Tuesday, 18 February 2014
In the Bookworm's Universe, reading crime novels is an exception rather than a rule. Deep down I feel that if you've read one whodunit, you've read them all, and it takes someone of awesome genius to take the genre to a higher level (e.g. Terry Pratchett. Some of the Discworld novels are, in fact, crime stories).
Having said that, I do not regret the decision to read and review M. G. Scarsbrook's Dream of the Dead (at the author's request). Yes, it may not be entirely my kind of a book. I'd probably find more pleasure in getting acquainted with some of his non-fiction titles (Scarsbrook seems to specialise in the history of the infamous Borgias). Still, the crime story was a decent read and it matched my mood at the time pretty well. Light, pleasant and gripping - I call that a fair deal.
Dream of the Dead kept me captivated throughout all of its 270 pages. A fast-paced, seamlessly forged story, with a likeable protagonist and occasional linguistic pyrotechnics. Scarsbrook's command of language is quite impressive, although I admit that occasionally I muttered a half-laughing 'show-off!' under my breath. Kallipygous, dear author? I happen to have studied classics and to me the word is both familiar and of sentimental value, but for an average bestseller-consumer it might be a bit of an oversell. Seriously though, when it comes to pure wordsmithing, Dream of the Dead is spotless.

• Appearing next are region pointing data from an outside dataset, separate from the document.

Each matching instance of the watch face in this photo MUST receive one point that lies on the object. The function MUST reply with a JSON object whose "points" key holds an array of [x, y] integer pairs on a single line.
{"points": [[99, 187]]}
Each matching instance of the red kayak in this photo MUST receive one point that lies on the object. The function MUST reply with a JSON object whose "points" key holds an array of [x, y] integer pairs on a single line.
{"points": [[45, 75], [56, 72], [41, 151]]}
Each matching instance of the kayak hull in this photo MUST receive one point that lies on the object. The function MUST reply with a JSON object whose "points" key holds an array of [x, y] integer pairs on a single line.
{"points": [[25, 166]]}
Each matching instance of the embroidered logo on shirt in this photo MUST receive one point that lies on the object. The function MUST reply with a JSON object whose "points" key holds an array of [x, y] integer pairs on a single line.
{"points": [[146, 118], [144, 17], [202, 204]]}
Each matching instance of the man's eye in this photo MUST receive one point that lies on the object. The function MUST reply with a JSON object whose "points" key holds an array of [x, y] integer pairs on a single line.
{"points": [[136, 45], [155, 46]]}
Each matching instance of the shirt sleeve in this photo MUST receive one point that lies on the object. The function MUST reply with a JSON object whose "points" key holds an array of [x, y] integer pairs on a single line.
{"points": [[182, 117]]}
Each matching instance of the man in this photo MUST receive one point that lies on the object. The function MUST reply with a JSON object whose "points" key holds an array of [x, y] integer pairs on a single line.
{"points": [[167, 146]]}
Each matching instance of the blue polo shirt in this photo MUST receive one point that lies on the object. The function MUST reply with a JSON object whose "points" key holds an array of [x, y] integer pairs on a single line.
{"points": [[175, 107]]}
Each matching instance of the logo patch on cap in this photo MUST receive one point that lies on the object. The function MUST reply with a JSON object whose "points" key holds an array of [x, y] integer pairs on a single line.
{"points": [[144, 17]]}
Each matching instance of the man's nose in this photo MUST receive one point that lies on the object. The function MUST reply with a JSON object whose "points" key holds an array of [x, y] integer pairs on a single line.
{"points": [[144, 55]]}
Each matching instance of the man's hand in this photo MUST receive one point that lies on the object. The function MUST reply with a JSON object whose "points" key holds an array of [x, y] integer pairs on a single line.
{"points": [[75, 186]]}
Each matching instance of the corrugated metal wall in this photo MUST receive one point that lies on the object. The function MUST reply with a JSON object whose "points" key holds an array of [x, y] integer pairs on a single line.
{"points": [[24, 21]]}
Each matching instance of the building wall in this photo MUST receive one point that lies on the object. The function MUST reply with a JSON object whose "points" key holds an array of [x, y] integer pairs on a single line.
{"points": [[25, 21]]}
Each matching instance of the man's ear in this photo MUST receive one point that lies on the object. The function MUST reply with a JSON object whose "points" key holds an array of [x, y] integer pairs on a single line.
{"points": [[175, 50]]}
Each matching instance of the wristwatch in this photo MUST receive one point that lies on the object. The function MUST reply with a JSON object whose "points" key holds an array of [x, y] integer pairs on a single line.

The plot is... well, phrases like 'regular', 'technically correct', 'fairly decent' keep milling through my head; none of them hits the bull's-eye, but together they paint a more or less accurate picture. On first reading, I could find no major holes in the storyline (and believe me, I looked hard), which is always a good thing. A suicide turns out to be more than it seems, soon there are more corpses, more suspects and many more complications. The protagonist has a History, which flashes through the pages and hints at more books coming soon. Add a dash of corrupted officialdom, a drop of the supernatural and you end up with quite a digestible mix. Fair enough. Entertaining. Not sugary-sentimental (thank you, thank you oh-so-much for not developing the romantic potential!).
It might be just my prejudice against crime novels in general that prompts some distinct feelings of insatiateness. Dream of the Dead is nice enough, but there's nothing extraordinary about it - there, I've said it. It stays 100% within the genre, not straying an inch off the beaten path. Judging by the linguistic prowess, the author is capable of so much more...
Then again, we all have to eat. I'm fairly certain that whodunits sell better than historical biographies. Plus, most people probably expect a crime story to be just that, nothing more. They, at least, should be completely satisfied.